Nous sommes aussi inquiets des difficultés des artisans, choqués par les fermetures de boulangeries ou d’industries, dues à l’augmentation brutale du coût de l’énergie.

Or, il nous semble que le gouvernement refuse jusqu’ici de s’attaquer aux causes réelles du problème.

 
Les « chèques énergie » pour les particuliers ne sont pas demandés par tous ceux qui y auraient droit et sont financés par nos impôts, et donc par les usagers eux-mêmes, sans toucher aux super-profits des distributeurs d’énergie. Les dotations compensatoires aux collectivités confrontées à des fortes hausses des prix du gaz et de l’électricité ont des critères d’octroi peu lisibles, complexes et limitatifs, qui les rendent restrictives et très difficiles à prévoir sur leur existence à venir et sur leur montant. Dans le meilleur des cas, elles ne financeront qu’une partie des surcoûts de prix de l’énergie pour les collectivités qui en bénéficient.

Des solutions d’économies de consommation, de productions plus autonomes, plus durables et écologiques, des plans de sobriété, sont bien sûr à construire et inventer, mais il restera toujours des besoins à satisfaire mobilisant des consommations d’énergie importantes pour les communes et collectivités territoriales dans leur ensemble.

La conséquence, c’est qu’en ce moment même, les communes et l’ensemble des collectivités territoriales construisent leurs budgets 2023 dans un contexte très éprouvant. A la baisse réelle des dotations de l’État, non réévaluées à la hauteur de l’inflation, s’ajoute des factures énergétiques, souvent non prévisibles, qui plombent littéralement les finances, affectant les taux d’épargne et les capacités d’investissement.

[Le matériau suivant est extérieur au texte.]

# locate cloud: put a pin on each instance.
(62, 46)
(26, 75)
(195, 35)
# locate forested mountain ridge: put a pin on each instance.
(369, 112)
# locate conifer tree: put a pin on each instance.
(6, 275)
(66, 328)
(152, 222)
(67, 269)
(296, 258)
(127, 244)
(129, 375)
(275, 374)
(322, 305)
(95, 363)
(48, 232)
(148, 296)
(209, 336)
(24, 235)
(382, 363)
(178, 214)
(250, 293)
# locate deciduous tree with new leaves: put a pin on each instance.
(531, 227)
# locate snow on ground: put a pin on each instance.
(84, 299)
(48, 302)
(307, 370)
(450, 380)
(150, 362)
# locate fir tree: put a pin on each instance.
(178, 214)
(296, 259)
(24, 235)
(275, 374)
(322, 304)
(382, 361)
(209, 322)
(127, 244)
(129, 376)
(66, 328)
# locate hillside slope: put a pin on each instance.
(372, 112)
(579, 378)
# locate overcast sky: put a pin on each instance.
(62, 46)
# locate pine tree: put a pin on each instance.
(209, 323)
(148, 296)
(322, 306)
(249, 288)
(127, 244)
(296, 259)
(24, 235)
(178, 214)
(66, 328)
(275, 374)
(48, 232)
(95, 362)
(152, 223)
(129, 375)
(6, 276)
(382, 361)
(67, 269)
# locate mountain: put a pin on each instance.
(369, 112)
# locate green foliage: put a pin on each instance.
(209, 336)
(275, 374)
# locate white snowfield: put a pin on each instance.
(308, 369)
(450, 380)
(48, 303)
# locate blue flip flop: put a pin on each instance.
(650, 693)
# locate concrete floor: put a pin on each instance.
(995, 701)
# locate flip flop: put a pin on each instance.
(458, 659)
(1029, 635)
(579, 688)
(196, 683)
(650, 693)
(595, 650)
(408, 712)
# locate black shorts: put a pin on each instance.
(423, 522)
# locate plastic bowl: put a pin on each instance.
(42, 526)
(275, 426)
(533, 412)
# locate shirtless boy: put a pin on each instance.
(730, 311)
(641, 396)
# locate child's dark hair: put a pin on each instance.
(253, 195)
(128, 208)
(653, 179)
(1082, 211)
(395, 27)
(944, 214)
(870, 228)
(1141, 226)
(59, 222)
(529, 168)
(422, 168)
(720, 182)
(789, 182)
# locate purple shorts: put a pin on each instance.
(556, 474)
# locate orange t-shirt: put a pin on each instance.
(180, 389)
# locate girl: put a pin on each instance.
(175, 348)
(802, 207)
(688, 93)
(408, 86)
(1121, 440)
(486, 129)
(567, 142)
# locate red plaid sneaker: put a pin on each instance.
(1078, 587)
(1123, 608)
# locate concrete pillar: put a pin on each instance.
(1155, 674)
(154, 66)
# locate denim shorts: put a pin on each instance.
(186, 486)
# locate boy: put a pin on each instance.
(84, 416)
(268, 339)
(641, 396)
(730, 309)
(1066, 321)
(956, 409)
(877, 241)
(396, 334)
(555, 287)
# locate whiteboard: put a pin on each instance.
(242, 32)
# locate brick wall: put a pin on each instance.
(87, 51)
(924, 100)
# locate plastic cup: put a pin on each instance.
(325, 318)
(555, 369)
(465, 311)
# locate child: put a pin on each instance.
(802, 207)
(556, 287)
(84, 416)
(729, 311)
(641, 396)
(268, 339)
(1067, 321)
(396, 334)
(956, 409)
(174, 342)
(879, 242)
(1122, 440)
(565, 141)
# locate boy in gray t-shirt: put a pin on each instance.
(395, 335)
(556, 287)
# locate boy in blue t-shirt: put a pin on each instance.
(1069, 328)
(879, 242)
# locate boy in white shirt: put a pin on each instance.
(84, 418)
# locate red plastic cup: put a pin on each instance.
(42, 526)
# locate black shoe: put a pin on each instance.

Déjà mises à mal précédemment par des années de baisses de dotations d’état aux effets cumulatifs affectant durablement le montant annuel de la DGF, et aussi dès la deuxième partie de l’année 2022 par le poids inédit de l’inflation sur les coûts des denrées et des travaux, les collectivités sont exposées à des renoncements d’investissements, à l’abandon de certains projets ou à des augmentations d’impôts. Collectivités en proximité avec les citoyens et leurs besoins, engagées au service de la vie quotidienne des habitants, elles essayent néanmoins de maintenir la qualité des services publics rendus aux citoyens dans un contexte de plus en plus compliqué et tendu. 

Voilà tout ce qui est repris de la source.